Zu den Äußerungen des SPD-Spitzenkandidaten für die Europawahlen, Martin Schulz, öffentliche Räume müssten in Bezug auf religiöse Symbole neutral sein, eine Erklärung des Bundesvorsitzenden des Evangelischen Arbeitskreises der CDU/CSU (EAK), Thomas Rachel MdB.

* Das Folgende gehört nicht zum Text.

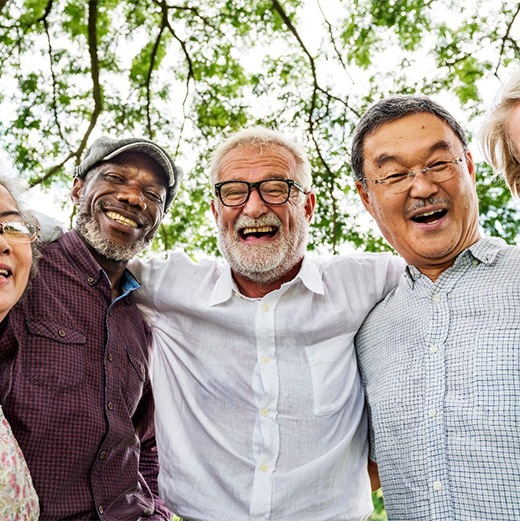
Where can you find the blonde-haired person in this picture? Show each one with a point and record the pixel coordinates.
(500, 133)
(18, 253)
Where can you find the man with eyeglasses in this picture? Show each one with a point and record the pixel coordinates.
(439, 357)
(75, 355)
(259, 406)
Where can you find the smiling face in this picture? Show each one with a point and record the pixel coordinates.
(121, 204)
(263, 243)
(430, 223)
(15, 258)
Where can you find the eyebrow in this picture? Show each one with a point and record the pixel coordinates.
(8, 213)
(384, 158)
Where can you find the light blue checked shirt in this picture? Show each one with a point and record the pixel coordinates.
(441, 365)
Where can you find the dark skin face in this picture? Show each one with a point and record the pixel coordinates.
(125, 196)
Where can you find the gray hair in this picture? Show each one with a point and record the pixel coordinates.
(263, 137)
(495, 140)
(17, 190)
(390, 109)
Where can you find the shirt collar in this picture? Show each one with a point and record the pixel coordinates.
(225, 286)
(484, 251)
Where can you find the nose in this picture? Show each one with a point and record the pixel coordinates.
(132, 195)
(5, 246)
(422, 186)
(255, 206)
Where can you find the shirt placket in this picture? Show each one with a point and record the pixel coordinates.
(437, 350)
(434, 406)
(266, 458)
(111, 407)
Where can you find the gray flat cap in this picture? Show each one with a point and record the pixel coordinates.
(106, 148)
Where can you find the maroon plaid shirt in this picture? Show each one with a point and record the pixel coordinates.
(76, 390)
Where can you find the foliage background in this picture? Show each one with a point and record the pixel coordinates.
(187, 73)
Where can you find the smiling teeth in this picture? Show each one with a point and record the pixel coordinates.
(121, 219)
(427, 214)
(262, 229)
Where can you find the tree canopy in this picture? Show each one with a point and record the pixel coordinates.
(188, 73)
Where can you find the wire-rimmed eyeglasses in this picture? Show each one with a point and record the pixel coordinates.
(438, 172)
(271, 191)
(18, 231)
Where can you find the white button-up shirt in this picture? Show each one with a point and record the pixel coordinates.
(259, 406)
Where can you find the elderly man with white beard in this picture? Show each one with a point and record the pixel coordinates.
(259, 405)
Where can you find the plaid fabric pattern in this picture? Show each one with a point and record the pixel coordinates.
(441, 366)
(76, 391)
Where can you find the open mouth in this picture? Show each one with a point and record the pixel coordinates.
(121, 219)
(430, 217)
(258, 232)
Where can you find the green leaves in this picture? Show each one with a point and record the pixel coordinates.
(188, 73)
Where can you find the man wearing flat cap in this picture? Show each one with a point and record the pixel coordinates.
(74, 357)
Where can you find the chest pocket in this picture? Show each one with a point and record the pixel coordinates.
(334, 374)
(53, 357)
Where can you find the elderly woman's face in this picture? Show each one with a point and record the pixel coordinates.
(15, 258)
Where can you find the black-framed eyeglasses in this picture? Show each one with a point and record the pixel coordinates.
(438, 172)
(18, 231)
(271, 191)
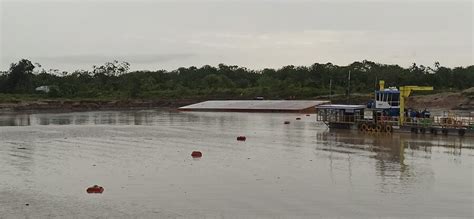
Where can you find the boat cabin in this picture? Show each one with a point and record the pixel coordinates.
(340, 116)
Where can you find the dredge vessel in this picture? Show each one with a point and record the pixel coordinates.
(386, 113)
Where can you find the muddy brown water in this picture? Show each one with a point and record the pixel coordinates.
(143, 161)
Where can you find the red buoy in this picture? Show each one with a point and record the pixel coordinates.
(196, 154)
(95, 189)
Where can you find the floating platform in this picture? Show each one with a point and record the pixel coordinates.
(282, 106)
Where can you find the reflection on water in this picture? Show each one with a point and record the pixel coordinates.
(82, 118)
(143, 160)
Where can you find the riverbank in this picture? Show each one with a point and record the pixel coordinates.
(88, 105)
(441, 101)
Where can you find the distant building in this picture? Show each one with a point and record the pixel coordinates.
(43, 89)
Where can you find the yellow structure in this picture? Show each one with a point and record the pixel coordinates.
(405, 92)
(382, 85)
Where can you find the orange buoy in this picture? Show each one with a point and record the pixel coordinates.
(95, 189)
(241, 138)
(196, 154)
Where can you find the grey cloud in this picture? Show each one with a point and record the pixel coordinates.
(92, 58)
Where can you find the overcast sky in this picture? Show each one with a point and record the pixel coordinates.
(73, 34)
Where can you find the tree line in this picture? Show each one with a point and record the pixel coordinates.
(113, 80)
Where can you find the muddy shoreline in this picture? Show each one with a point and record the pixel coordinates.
(90, 105)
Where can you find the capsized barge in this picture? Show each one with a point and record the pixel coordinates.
(387, 113)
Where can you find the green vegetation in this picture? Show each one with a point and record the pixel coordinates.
(114, 81)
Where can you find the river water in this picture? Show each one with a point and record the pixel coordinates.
(301, 169)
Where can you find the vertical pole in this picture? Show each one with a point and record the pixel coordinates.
(330, 90)
(402, 106)
(349, 86)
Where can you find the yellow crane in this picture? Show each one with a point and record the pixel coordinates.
(405, 92)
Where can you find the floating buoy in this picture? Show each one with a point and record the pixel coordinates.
(95, 189)
(241, 138)
(196, 154)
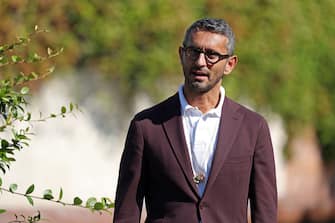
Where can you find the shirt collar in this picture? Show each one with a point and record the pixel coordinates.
(185, 106)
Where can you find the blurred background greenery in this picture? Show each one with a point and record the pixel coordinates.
(285, 48)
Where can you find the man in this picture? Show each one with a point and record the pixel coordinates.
(198, 156)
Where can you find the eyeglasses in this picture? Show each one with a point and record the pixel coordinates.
(211, 56)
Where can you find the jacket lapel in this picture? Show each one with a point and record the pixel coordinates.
(228, 129)
(174, 130)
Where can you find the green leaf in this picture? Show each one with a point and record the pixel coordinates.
(63, 109)
(12, 188)
(30, 189)
(4, 143)
(98, 206)
(30, 200)
(91, 202)
(16, 58)
(50, 51)
(51, 69)
(77, 201)
(24, 90)
(47, 195)
(60, 194)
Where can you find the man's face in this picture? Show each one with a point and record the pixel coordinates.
(200, 74)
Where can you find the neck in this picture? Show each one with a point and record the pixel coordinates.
(203, 101)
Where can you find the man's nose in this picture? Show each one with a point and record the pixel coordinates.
(201, 60)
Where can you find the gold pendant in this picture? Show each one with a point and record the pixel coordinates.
(199, 178)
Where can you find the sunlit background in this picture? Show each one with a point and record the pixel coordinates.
(121, 56)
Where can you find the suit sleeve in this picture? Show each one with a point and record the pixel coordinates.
(130, 187)
(263, 189)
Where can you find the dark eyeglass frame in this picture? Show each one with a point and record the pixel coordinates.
(194, 53)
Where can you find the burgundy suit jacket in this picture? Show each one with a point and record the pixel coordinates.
(155, 165)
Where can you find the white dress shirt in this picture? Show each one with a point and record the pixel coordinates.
(201, 132)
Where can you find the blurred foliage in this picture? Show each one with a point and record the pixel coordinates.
(286, 48)
(16, 121)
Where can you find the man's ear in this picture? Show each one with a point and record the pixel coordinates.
(230, 65)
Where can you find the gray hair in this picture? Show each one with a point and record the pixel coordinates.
(215, 26)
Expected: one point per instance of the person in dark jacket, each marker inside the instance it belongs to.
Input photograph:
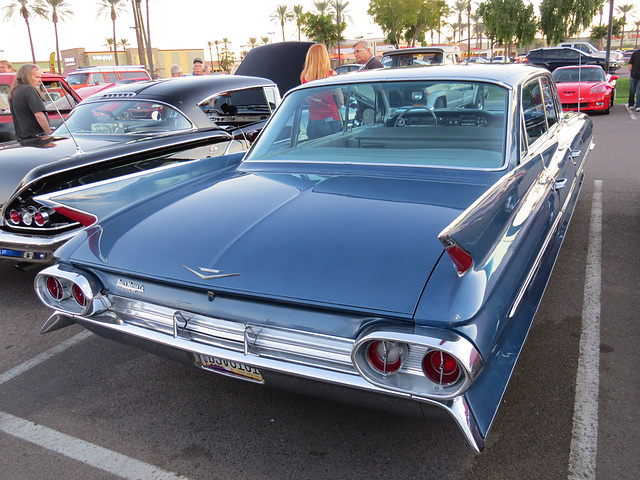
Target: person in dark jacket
(26, 102)
(634, 80)
(362, 52)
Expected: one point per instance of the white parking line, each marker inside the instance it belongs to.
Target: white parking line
(584, 436)
(37, 360)
(85, 452)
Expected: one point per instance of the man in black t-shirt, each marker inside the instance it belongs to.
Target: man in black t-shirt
(634, 80)
(26, 104)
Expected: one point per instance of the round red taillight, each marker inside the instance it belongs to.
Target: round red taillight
(79, 295)
(384, 356)
(27, 217)
(441, 368)
(15, 217)
(54, 287)
(41, 218)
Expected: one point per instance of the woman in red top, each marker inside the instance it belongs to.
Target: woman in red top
(324, 118)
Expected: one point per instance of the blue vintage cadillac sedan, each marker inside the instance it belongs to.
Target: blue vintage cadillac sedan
(387, 240)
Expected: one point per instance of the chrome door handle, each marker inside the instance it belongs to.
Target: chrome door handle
(561, 183)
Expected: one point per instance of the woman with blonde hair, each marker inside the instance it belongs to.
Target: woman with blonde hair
(26, 102)
(324, 118)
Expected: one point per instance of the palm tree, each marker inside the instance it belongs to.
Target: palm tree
(459, 6)
(211, 44)
(112, 8)
(624, 9)
(339, 9)
(321, 6)
(57, 10)
(21, 8)
(297, 14)
(281, 16)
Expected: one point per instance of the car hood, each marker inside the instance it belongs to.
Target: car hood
(343, 242)
(574, 86)
(18, 158)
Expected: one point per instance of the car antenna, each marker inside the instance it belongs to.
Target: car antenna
(79, 150)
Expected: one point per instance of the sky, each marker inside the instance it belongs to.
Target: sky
(183, 24)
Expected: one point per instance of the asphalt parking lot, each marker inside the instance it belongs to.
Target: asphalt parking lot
(73, 405)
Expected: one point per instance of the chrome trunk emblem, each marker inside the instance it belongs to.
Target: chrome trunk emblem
(216, 273)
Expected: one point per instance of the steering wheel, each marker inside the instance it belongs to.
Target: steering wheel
(106, 112)
(401, 122)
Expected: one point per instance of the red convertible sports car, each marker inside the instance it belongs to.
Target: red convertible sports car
(585, 88)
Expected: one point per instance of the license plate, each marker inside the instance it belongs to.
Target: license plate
(230, 368)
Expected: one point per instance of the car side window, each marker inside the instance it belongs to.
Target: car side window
(549, 104)
(534, 111)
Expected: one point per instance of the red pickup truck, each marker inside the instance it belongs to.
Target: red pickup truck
(60, 97)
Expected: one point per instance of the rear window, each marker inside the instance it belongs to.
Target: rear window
(4, 99)
(77, 78)
(124, 117)
(421, 123)
(133, 75)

Martin Schulz, Präsident des Europäischen Parlaments

„Einmal mehr zeigt sich, dass allein die Union der politische Garant für die Bewahrung des bewährten Staats-Kirchen-Rechtes und der christlichen Wertgrundlagen in Deutschland ist. Es ist mehr als entlarvend, wenn der SPD-Spitzenkandidat für die Europawahlen in provokanter Weise andeutet, dass religiöse Symbole, wie z.B. Kreuze, nichts in öffentlichen Räumen zu suchen hätten.

Religion zur Privatsache
Statt – bei aller gebotenen Neutralität – einen behutsamen und wertschätzenden Umgang mit den unsere gesamte Kultur- und Geistesgeschichte prägenden religiösen Wurzeln unserer Identität zu üben, werden hier im Namen der vermeintlichen Nichtdiskriminierung unnötig Konflikte geschürt.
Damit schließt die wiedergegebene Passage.